Tūwhana - Finding, understanding, and mitigating vulnerabilities in domestic and global software supply chains

This is a research project funded by the New Zealand / Aotearoa Ministry of Business, Innovation and Employment (MBIE) Endeavour Fund.
The project will start on 1 October 2025, more information is coming soon.

The project is structured around three main sets of actions:

Detect

• Improve the accuracy of SBOM construction and Software Composition Analysis.
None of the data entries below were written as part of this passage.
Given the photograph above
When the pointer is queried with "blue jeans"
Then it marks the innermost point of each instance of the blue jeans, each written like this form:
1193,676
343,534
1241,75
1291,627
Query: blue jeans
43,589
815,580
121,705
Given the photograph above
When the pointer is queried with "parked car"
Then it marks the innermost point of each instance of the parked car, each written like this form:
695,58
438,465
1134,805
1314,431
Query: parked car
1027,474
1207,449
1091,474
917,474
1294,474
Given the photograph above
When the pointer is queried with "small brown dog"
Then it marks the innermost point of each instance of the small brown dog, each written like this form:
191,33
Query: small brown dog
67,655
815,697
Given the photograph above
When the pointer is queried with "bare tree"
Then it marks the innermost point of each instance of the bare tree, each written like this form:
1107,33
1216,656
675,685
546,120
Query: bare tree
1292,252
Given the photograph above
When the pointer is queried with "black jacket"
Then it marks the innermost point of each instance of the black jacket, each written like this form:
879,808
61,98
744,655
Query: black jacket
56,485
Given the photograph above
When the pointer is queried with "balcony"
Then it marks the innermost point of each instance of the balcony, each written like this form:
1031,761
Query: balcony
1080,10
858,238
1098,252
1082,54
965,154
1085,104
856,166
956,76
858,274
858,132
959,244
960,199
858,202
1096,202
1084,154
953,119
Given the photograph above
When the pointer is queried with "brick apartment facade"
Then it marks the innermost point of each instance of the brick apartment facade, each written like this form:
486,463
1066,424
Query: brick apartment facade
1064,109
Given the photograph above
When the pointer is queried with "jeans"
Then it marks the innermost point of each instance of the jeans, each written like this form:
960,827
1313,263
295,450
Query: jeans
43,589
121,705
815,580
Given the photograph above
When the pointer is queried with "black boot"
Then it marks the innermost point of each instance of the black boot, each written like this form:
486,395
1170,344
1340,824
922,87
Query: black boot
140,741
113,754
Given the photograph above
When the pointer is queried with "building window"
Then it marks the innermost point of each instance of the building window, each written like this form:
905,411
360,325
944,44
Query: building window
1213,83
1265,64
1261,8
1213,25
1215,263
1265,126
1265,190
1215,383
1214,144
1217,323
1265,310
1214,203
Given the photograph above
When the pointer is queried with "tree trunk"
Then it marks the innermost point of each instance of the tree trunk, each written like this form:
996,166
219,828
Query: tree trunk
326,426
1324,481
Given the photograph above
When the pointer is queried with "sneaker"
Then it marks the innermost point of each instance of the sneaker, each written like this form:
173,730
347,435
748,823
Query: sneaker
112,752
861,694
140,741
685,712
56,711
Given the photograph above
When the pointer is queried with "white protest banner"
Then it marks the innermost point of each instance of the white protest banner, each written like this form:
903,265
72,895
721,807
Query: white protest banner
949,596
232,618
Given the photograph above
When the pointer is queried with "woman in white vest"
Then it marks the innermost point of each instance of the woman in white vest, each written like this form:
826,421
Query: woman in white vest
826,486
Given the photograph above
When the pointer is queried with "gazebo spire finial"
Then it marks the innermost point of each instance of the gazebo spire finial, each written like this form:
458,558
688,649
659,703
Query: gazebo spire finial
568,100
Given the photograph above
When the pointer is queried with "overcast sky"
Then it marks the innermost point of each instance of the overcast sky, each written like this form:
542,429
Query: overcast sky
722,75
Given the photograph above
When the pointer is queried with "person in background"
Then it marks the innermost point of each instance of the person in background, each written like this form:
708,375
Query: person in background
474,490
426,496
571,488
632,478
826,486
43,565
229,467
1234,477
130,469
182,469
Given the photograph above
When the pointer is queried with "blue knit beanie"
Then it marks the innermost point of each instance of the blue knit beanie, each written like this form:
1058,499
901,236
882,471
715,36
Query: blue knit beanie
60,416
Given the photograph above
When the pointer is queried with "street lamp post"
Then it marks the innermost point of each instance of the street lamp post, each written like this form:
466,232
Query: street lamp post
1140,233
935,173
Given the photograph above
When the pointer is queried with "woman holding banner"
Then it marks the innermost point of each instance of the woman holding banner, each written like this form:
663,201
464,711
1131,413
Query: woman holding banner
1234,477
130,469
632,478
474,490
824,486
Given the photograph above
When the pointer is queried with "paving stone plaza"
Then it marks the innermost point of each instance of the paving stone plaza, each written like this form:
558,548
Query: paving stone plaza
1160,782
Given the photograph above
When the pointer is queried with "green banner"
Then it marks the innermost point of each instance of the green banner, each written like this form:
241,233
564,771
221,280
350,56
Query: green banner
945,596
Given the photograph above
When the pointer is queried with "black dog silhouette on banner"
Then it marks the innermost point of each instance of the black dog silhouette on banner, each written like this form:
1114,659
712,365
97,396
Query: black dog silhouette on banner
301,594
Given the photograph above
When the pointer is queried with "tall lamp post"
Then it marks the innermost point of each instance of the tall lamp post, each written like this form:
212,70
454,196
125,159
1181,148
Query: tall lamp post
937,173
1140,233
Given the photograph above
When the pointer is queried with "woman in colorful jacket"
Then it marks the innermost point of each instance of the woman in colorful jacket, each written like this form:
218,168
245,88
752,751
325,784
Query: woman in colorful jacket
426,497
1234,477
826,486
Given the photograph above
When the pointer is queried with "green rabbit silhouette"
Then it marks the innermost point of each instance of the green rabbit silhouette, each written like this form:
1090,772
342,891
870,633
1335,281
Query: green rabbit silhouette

This includes true positive detection through the synthesis of exploits.
• Find vulnerabilities in AI datasets that can be used as novel attack vectors, similar to CVE-2024-27318 and CVE-2024-27322.
• Find sources of variability that lead to failing reproducible and alternative builds.

Respond

• Tools to prioritise software composition results, also improving the utility of SBOMs.
• Tools to compare and assess binary resulting from different builds from the same sources.
• Tools to prevent the use of vulenerable AI datasets.

Adapt, Report and Comply

There are multiple existing and emerging standards related to software supply chain security, including SBOM, VEX, OpenSSF Scorecard, in-toto and SLSA, with some related legislation emerging overseas such as the US Executive Order 14028 and the EU Cyber Resilience Act. There is some uncertainty about policy changes and more legislation is likely to emerge. We will identify the status quo, and any barriers to adoption, and help New Zealand organisations to adapt and adopt tools, technologies and standards developed by ourselves and others.